I had an appointment with my absurdly attractive female doctor this morning. At the intake, I was asked to fill out a form with all sorts of personal information, much of which was indicated to be necessary for the clinic to track to comply with state statistical needs. Not personally identifiable info, like “Russ is a male,” but collected and generic, like “the population of this clinic’s patients is 45% male.”
The form exhibits the requisite amount of wokeness one would expect in Oregon. It asked me my “sex at birth,” which I altered to “sex at birth” and chose “male” over “female” or “intersex” and the choices of “trans male to female” and “trans female to male,” which are choices that couldn’t possibly exist at birth. I
It asked what pronouns do you use, but my choice was not there, so I wrote in “I/me/mine,” because those are the only pronouns I use in reference to myself. All the other choices were pronouns others would use to reference me when speaking to others, and I don’t care what people call me behind my back.

Then I got to the sexual orientation section. I totally understand the need to determine health care statistics regarding gay and lesbian people. Same sex relationships have differing medical and reproductive needs. Though my orientation (slightly crooked) isn’t listed, I choose “Straight or heterosexual,” unsure what exactly the difference is between those two choices.
Then I see there are other choices, like “bisexual.” Okay, sure, that would also present needs probably combining the needs of both straight and gay, and maybe some unique needs as well.
Then it loses me. “Omnisexual” and “pansexual?” I know my Greek prefixes, and those two kinda both mean “all.” So, you know me, I look shit up.
Many people use the terms pansexual and omnisexual interchangeably. While they are closely related, there are differences between the two. Those who identify as pansexual feel attraction to people without noticing their gender, while omnisexual people recognize the gender of potential partners.
WebMD: What Is the Difference Between Omnisexuality and Pansexuality?
So, if I’m reading this right, if you’re omnisexual, you’ll fuck anyone, but if you’re pansexual, you’ll fuck anyone. Which is different from bisexuals, who’ll fuck anyone.
The WebMD continues, explaining, “Pansexual people are gender-blind, while omnisexual people are not.” I’m still confused. Do we mean gender “gender,” the way we present, or do we mean sex “gender,” our naughty bits?
Why does my medical clinic need to know the why behind the what I’ll fuck? What statistical benefit do we gain by knowing that a person will fuck any body type, but differentiating them by whether they notice?
I read the whole article and was left with more questions than answers. If this omnisexual person is attracted to both male bodies and female bodies, and recognizes and appreciates them as men and women, and finds attraction in either masculinity or femininity, how have I not just described a bisexual person?
If this pansexual person is one who has sex with either male or female bodies, but feels them being men or women is irrelevant, and finds no attraction in masculinity or femininity, how does that person’s medical needs differ from an omnisexual’s?
This only starts to make sense to me if we differentiate “sexual orientation,” the naughty bits you desire, from “gender orientation,” the sexual expression you desire. In that frame, I could see a bisexual as one who desires poles and holes, but only desires the males as men and the females as women, whereas an omnisexual desires poles and holes and desires all of the four sex/gender configurations, and a pansexual is fine with poles and holes but has no desire related to gender.

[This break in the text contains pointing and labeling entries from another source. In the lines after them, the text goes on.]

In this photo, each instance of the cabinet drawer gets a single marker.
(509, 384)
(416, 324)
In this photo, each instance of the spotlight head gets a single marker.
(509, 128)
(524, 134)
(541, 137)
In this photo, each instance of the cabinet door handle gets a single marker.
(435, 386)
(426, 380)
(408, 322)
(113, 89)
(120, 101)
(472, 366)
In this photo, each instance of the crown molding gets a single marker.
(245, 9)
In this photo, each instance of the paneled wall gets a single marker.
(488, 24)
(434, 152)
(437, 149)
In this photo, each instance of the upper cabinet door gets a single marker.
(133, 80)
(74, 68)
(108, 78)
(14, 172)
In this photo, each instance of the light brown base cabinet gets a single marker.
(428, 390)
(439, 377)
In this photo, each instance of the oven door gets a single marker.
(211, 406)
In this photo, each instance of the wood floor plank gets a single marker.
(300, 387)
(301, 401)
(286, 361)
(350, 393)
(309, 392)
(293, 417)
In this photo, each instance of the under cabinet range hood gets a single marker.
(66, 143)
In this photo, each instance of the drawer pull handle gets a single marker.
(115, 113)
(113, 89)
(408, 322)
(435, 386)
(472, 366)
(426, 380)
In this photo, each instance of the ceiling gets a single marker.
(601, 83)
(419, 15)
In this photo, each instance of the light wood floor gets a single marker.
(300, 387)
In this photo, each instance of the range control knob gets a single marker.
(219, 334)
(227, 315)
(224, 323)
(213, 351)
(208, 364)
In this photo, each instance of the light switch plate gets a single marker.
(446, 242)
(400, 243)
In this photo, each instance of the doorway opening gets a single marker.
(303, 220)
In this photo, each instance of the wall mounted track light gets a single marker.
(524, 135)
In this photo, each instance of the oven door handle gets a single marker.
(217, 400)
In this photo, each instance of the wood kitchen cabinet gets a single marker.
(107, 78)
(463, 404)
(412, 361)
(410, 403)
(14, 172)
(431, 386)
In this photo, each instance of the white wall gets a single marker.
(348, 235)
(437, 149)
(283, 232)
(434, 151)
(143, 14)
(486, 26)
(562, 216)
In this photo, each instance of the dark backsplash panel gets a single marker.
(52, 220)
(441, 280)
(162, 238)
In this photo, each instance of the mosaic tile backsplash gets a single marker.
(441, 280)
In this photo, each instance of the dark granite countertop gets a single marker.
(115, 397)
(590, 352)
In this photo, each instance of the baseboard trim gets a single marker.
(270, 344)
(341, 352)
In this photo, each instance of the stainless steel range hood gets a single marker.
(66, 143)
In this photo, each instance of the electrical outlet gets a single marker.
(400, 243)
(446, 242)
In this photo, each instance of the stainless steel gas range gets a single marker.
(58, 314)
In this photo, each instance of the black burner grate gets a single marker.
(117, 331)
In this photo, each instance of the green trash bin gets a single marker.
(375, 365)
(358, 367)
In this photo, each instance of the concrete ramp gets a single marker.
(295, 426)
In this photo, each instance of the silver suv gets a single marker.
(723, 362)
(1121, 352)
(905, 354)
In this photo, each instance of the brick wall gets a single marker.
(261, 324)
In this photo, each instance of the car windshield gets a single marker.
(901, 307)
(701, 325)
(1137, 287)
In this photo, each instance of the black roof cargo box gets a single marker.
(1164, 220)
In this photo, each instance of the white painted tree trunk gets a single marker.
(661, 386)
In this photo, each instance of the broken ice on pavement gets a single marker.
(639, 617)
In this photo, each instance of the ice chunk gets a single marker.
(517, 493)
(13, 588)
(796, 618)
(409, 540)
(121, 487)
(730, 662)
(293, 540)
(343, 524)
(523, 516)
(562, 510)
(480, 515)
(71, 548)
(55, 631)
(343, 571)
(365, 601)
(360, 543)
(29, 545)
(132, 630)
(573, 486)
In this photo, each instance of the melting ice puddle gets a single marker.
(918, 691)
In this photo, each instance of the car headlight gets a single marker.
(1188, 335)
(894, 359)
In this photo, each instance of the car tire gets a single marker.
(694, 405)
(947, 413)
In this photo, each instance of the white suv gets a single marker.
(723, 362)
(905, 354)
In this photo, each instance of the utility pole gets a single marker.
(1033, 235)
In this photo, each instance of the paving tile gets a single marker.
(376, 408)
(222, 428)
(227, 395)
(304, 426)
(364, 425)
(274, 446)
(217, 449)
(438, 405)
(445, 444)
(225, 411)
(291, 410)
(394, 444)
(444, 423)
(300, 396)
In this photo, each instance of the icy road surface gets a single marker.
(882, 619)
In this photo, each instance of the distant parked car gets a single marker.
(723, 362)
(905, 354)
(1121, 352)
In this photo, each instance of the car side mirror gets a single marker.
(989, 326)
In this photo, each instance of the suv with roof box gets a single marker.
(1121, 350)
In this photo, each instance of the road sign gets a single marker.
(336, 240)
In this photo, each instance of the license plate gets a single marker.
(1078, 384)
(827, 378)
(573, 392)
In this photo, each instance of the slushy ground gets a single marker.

But that opens the door to the “super straight” and “super gay” concept, the idea of being strictly attracted to either just poles or just holes with a traditionally matching gender, that is anathema to the farthest left. Indeed, there are some lefties who’ll deem straight men and lesbian women “transphobic” if they categorically dismiss attraction to trans women. “Don’t be so hung up on genitals,” they scold, as if that isn’t the whole point of sex.
Must every flavor and kink of human sexuality now have its own flag and checkbox on a form? There are compelling medical reasons to know if a body is male or female. There are compelling societal reasons, like a history of ostracization and oppression, to show pride and support for same-sex orientations. But was there ever a widespread movement to bash and suppress, say, demiromantic sapiosexuals?